The Good, Bad and Ugly HMO

HMO plans have good points and bad points. Ultimately, it’s a personal decision as to what you want.
Health maintenance organization plans (HMO) are what is commonly referred to as a managed care program. Generally speaking, their raison d’être is that maintaining your good health is possible by preventing disease and providing the best of care. If you take this one step further, with good health and working to keep things that way, the rising costs of health care across the nation may be controlled, if not reduced.

When these affordable health insurance plans first came on the scene, those who were enrolled paid a fixed monthly premium to get doctoring from a contracted network of service providers. That network included clinics, hospitals and other health care professionals who’d signed on the dotted line with the HMO. You might want to call this restrictive, because you only have access to just those within the network – period.
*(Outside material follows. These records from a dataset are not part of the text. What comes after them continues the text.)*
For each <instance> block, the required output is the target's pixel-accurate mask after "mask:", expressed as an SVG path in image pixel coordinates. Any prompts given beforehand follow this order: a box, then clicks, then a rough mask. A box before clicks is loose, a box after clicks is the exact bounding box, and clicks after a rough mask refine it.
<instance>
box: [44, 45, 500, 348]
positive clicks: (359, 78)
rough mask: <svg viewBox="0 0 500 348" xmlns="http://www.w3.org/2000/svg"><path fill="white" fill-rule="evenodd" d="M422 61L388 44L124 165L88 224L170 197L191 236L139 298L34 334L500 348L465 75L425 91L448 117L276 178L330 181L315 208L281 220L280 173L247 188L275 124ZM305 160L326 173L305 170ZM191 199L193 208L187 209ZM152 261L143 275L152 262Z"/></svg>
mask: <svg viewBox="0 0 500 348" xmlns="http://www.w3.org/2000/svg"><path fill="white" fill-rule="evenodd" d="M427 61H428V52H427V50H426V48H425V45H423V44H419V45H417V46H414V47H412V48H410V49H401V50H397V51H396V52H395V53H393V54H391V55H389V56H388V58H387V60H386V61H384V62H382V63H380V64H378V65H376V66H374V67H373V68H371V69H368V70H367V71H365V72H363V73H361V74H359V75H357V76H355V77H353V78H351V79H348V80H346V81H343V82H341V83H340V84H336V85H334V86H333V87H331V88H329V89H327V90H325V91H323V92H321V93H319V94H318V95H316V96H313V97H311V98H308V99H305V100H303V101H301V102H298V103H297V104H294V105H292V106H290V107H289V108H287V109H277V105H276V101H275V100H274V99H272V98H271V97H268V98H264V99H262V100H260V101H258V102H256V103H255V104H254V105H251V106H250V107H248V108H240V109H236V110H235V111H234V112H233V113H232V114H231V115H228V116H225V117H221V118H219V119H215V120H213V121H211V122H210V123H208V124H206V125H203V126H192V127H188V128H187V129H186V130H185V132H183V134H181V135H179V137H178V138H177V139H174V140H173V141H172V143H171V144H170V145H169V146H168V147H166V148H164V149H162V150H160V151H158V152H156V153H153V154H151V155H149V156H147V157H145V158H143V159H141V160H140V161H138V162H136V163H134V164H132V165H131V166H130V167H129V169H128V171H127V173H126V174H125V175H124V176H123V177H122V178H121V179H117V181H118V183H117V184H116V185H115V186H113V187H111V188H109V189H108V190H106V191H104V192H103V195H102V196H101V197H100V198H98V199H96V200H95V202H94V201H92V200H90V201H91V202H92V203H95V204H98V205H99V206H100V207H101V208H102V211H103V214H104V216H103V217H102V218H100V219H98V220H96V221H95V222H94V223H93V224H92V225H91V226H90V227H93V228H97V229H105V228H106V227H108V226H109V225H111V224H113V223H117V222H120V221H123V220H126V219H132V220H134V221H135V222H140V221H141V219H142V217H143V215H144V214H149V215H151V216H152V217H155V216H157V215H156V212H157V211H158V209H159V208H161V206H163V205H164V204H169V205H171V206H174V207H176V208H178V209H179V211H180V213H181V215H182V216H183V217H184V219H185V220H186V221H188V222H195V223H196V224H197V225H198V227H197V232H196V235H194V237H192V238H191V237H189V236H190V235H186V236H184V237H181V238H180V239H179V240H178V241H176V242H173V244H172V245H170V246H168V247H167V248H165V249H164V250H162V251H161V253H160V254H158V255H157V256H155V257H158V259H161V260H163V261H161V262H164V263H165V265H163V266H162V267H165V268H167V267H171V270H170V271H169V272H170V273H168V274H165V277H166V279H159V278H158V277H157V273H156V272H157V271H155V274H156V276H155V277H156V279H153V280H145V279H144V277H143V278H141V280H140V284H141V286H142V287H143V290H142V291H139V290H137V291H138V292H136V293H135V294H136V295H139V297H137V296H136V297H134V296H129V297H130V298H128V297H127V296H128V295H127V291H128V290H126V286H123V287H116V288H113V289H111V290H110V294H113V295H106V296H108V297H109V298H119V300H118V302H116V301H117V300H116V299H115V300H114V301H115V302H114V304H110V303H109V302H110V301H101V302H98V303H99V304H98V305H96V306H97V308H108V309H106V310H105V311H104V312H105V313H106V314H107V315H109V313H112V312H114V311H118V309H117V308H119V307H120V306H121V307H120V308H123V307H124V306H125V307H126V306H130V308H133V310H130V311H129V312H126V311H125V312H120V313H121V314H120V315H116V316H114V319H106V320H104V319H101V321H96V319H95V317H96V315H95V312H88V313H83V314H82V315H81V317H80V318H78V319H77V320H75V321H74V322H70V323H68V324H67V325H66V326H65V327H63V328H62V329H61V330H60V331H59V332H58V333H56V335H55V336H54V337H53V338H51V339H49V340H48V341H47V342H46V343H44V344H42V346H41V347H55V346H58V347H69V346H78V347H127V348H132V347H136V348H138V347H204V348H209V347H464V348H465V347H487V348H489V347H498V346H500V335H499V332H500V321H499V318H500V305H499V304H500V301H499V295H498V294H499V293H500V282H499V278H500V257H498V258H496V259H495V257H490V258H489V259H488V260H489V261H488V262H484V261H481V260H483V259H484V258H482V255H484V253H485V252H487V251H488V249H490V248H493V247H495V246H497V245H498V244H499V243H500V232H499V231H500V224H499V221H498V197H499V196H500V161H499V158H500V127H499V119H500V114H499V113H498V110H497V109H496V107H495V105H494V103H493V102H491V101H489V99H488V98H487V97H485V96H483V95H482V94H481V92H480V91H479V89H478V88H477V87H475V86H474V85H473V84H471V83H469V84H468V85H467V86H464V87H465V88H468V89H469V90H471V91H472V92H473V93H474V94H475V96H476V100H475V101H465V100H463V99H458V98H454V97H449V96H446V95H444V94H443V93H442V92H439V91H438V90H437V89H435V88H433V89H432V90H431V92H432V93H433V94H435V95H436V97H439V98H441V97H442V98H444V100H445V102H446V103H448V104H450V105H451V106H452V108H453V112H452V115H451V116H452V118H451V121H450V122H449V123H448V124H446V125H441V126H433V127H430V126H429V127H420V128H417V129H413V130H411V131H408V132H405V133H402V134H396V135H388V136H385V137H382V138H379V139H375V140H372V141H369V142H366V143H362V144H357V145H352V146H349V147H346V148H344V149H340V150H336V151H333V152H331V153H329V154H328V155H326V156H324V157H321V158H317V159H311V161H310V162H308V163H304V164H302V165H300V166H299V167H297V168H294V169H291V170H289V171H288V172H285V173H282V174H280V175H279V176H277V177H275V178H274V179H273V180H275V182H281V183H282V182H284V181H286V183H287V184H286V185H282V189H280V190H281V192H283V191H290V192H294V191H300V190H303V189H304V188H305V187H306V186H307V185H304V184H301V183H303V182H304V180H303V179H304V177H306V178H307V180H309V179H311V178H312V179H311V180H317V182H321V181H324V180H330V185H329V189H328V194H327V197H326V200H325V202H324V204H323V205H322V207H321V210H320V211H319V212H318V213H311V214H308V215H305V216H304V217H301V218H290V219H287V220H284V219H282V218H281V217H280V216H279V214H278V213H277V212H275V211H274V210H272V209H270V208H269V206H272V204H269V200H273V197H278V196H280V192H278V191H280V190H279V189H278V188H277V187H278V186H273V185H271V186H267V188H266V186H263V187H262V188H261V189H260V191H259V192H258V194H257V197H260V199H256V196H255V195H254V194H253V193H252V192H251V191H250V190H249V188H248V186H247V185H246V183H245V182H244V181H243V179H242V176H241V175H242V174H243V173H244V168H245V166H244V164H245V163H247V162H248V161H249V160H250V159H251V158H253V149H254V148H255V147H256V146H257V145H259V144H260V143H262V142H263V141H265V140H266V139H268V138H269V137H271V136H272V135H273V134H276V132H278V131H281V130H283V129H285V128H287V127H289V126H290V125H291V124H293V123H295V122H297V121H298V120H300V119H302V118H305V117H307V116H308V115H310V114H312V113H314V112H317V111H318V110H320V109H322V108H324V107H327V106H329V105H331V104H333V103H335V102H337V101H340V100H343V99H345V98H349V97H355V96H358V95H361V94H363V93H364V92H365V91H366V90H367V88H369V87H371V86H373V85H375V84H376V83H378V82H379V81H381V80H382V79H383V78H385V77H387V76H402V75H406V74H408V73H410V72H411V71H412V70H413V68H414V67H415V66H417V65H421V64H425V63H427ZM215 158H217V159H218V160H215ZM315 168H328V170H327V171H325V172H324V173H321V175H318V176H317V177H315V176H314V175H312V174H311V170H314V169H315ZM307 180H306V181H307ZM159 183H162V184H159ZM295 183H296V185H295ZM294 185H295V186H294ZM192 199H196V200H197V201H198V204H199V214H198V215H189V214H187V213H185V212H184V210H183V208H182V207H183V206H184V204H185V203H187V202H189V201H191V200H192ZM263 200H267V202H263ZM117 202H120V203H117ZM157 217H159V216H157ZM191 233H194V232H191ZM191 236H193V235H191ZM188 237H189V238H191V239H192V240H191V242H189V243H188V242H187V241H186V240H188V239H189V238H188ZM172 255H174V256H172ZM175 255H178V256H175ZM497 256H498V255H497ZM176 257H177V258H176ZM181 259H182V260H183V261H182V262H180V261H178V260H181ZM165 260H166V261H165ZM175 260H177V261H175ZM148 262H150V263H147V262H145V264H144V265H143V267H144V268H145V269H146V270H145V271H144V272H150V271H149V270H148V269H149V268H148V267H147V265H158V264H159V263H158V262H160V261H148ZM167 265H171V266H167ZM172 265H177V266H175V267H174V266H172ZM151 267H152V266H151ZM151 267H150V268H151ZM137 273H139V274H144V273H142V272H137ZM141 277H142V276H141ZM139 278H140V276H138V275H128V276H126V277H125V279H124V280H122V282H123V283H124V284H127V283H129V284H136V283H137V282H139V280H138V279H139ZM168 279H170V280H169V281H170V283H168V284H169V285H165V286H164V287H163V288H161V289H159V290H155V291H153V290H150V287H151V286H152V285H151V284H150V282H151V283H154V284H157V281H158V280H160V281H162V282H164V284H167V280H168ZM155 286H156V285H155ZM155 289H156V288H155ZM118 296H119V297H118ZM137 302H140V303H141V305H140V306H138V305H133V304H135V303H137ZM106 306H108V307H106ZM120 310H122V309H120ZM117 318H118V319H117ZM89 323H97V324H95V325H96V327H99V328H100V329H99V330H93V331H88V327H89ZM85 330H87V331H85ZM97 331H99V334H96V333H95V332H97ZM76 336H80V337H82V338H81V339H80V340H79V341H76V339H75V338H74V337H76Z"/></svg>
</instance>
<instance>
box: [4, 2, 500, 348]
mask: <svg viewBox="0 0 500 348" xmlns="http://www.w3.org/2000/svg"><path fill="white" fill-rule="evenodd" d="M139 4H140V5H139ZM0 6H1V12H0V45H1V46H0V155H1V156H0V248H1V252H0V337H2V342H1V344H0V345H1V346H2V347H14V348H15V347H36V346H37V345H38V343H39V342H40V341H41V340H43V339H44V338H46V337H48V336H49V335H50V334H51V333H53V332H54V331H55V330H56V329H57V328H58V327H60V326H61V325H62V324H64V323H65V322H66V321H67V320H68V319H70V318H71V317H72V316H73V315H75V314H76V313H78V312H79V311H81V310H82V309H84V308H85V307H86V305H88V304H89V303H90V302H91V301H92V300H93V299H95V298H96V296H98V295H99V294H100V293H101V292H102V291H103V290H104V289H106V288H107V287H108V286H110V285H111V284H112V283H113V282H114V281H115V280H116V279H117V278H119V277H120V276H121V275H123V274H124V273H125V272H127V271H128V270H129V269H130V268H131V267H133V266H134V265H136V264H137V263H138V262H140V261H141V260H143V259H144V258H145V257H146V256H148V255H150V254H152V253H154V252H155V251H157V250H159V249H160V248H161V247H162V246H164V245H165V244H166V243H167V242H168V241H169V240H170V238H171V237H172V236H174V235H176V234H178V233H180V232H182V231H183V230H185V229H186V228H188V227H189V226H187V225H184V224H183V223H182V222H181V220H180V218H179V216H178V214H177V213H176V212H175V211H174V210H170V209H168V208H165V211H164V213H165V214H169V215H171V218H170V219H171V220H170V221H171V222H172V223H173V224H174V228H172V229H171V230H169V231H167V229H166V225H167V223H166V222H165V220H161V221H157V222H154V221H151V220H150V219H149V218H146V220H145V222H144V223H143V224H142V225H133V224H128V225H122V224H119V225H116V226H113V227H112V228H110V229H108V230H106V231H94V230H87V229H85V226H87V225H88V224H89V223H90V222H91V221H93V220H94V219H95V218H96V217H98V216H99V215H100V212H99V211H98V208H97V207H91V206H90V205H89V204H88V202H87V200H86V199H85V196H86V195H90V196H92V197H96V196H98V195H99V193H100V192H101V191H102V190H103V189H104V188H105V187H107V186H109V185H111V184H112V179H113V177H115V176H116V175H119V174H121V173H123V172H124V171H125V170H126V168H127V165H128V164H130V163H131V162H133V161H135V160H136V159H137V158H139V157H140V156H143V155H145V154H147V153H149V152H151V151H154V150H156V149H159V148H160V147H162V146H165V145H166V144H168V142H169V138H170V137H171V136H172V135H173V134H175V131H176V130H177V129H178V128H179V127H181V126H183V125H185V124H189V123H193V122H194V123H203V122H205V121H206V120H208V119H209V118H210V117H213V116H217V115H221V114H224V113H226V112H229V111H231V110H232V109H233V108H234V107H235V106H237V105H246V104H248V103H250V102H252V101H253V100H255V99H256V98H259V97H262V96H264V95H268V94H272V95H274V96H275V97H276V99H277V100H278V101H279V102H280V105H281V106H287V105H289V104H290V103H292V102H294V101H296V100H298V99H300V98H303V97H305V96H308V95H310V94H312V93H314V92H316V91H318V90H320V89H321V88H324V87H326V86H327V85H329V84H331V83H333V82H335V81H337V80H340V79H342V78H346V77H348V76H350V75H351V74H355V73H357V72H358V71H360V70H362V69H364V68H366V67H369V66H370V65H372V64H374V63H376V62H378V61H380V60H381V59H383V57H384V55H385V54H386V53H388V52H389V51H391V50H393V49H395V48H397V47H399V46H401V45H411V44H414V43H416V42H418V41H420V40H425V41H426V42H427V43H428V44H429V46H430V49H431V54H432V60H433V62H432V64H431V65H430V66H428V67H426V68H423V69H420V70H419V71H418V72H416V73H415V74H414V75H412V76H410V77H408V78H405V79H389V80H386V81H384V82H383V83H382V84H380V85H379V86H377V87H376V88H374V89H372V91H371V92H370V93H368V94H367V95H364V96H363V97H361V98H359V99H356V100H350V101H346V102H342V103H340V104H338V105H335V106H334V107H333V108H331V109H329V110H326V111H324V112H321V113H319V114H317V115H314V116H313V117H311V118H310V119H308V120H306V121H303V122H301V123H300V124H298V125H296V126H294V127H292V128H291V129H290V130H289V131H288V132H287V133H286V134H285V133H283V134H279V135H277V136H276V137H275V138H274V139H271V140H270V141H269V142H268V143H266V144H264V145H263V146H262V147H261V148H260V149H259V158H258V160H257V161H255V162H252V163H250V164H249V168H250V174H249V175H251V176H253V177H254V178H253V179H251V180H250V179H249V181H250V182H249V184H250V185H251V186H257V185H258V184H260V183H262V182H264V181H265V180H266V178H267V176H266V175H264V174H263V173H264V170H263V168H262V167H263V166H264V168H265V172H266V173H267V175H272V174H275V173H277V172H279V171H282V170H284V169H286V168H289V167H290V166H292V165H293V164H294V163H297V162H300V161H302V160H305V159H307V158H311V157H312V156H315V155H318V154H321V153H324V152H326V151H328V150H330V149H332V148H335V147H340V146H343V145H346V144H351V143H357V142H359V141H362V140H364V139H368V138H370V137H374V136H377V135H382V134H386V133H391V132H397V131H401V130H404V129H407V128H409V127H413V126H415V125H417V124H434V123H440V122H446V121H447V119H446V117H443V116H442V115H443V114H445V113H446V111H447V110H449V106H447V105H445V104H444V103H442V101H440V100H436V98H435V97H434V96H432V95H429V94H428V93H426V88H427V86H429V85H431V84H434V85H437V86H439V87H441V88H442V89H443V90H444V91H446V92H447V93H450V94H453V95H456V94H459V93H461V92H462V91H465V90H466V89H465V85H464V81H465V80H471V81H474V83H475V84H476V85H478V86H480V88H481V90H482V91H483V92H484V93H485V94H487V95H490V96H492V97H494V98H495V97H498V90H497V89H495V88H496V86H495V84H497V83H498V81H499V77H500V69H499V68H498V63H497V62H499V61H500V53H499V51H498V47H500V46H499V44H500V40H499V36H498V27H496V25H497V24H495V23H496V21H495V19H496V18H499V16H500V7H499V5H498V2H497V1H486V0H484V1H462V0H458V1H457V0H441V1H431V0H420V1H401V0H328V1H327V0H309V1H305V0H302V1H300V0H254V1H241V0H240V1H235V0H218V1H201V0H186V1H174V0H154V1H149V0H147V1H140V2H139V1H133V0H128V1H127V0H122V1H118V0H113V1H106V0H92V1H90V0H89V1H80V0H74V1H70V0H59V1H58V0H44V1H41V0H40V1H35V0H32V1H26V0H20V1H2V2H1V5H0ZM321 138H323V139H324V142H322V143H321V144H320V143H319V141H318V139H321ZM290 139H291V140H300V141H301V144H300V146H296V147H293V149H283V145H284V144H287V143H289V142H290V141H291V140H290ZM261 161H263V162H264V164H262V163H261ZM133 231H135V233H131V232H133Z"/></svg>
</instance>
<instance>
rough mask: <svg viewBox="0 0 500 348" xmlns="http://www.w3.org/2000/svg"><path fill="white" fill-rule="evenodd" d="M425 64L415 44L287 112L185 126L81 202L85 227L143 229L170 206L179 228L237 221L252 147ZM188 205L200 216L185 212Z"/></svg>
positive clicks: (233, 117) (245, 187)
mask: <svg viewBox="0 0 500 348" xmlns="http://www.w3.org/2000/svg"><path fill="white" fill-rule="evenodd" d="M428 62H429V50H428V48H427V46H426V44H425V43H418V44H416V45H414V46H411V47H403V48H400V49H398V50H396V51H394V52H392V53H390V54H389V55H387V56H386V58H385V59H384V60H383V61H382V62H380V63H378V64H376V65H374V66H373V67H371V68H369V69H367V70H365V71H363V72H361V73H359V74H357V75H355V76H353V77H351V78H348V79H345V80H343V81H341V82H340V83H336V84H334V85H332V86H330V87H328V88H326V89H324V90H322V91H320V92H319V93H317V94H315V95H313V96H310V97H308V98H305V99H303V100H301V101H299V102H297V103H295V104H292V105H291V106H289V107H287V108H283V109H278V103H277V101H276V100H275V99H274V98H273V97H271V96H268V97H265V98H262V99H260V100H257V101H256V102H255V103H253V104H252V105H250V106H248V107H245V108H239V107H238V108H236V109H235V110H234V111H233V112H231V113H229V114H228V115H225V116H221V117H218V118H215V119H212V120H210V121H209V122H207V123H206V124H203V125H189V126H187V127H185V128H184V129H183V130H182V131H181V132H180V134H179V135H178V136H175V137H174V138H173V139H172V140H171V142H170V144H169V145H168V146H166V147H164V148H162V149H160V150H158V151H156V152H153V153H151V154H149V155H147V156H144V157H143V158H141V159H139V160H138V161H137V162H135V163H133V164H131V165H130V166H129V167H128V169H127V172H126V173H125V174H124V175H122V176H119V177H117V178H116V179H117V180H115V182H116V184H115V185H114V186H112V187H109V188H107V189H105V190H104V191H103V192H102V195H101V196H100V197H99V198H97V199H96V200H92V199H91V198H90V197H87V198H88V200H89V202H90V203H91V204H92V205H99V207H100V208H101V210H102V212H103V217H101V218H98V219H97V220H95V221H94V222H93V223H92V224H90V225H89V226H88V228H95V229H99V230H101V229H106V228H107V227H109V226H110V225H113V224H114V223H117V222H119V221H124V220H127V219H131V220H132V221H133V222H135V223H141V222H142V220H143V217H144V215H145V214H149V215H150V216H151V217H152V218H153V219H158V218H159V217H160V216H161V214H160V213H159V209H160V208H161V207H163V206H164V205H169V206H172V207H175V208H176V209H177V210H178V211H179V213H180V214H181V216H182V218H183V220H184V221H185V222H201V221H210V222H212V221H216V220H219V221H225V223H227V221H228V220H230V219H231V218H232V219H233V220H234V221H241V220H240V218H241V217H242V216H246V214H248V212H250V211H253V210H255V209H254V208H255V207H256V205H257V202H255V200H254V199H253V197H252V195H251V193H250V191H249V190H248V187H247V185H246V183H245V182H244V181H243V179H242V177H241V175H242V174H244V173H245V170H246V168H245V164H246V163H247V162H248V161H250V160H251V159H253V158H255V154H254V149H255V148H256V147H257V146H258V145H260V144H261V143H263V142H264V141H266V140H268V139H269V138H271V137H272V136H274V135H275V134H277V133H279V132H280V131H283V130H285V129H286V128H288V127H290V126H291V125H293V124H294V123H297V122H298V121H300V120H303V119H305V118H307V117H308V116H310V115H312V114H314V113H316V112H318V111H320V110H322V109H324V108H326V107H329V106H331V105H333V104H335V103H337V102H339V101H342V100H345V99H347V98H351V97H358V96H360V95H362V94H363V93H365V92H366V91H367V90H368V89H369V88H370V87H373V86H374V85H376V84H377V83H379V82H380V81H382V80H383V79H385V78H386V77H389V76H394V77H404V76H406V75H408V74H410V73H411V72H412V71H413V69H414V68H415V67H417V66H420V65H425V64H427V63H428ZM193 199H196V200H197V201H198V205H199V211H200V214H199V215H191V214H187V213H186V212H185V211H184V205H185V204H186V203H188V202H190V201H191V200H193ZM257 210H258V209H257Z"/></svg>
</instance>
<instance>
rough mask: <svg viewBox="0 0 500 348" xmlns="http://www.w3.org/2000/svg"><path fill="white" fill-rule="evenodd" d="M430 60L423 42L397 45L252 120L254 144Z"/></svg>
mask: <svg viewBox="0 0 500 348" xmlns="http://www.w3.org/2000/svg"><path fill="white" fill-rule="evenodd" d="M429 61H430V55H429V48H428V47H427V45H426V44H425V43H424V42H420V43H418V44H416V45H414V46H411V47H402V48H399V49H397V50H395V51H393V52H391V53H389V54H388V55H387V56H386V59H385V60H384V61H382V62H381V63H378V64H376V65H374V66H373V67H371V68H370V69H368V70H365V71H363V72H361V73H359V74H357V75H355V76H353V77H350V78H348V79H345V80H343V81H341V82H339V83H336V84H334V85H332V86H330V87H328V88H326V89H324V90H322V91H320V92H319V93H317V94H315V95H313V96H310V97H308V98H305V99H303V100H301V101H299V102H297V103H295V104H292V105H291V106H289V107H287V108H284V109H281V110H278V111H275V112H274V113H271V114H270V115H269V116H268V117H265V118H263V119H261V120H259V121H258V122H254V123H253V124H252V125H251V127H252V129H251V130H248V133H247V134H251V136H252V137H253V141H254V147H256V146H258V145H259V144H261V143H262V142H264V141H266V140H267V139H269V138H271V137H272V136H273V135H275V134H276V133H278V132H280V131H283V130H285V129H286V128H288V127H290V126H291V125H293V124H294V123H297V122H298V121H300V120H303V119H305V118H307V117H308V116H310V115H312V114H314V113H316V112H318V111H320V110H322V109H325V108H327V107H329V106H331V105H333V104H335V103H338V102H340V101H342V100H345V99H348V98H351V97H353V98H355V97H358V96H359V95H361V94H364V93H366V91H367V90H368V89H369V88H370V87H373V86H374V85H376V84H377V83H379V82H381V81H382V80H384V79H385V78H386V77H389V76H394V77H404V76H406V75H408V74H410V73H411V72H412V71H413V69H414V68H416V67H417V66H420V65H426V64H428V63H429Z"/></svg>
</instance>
Nonetheless, HMOs seem to have their place in the grander scheme of things and have had since about 1973, when President Nixon approved the HMO Act. Those managed affordable health insurance plans were subsidized by the government and because of that, they started to spread their wings and grow. Competition was fierce then because of the subsidy, and thus health insurance companies could offer lower priced “deals.”

It used to be that HMO plans were bought by businesses for their employees because health insurance companies could give an organization a deal with the government subsidy to back them up. These were cheaper than individual health insurance plans. Then, insurance companies started lining up doctors to join an HMO. Evidently, the physicians were told if they didn’t join, the insurance company would find other doctors who would join and then take their patients away. Many doctors joined an HMO to keep their practices viable.

Over time, the insurance companies kept making changes to the doctor’s HMO contracts; things like the requirement to see more patients, offering more services that needed pre-approval and stricter confidentiality agreements. HMOs had their heyday until the end of the 1980s. By then, more and more claims were being denied and members started to leave in droves.

Claims were denied because the insurance companies had unwisely invested their money in real estate deals. With the savings and loan bust, insurance companies lost money. To make it back, they had to deny member claims to retain funds. Put another way, bad investments meant they couldn’t pay member claims, so they denied them. Unfortunately, the denials have continued until today. Although having said that, there is a difference now, in that there are more law firms and attorneys filing cases against HMOs; cases involving medical malpractice, bad faith and wrongful death.

What an eye-opening experience this has been for HMOs; the fact they may be sued when someone dies as a result of them denying coverage for necessary treatments, for denying valid claims and for med mal on the part of one of its physician members.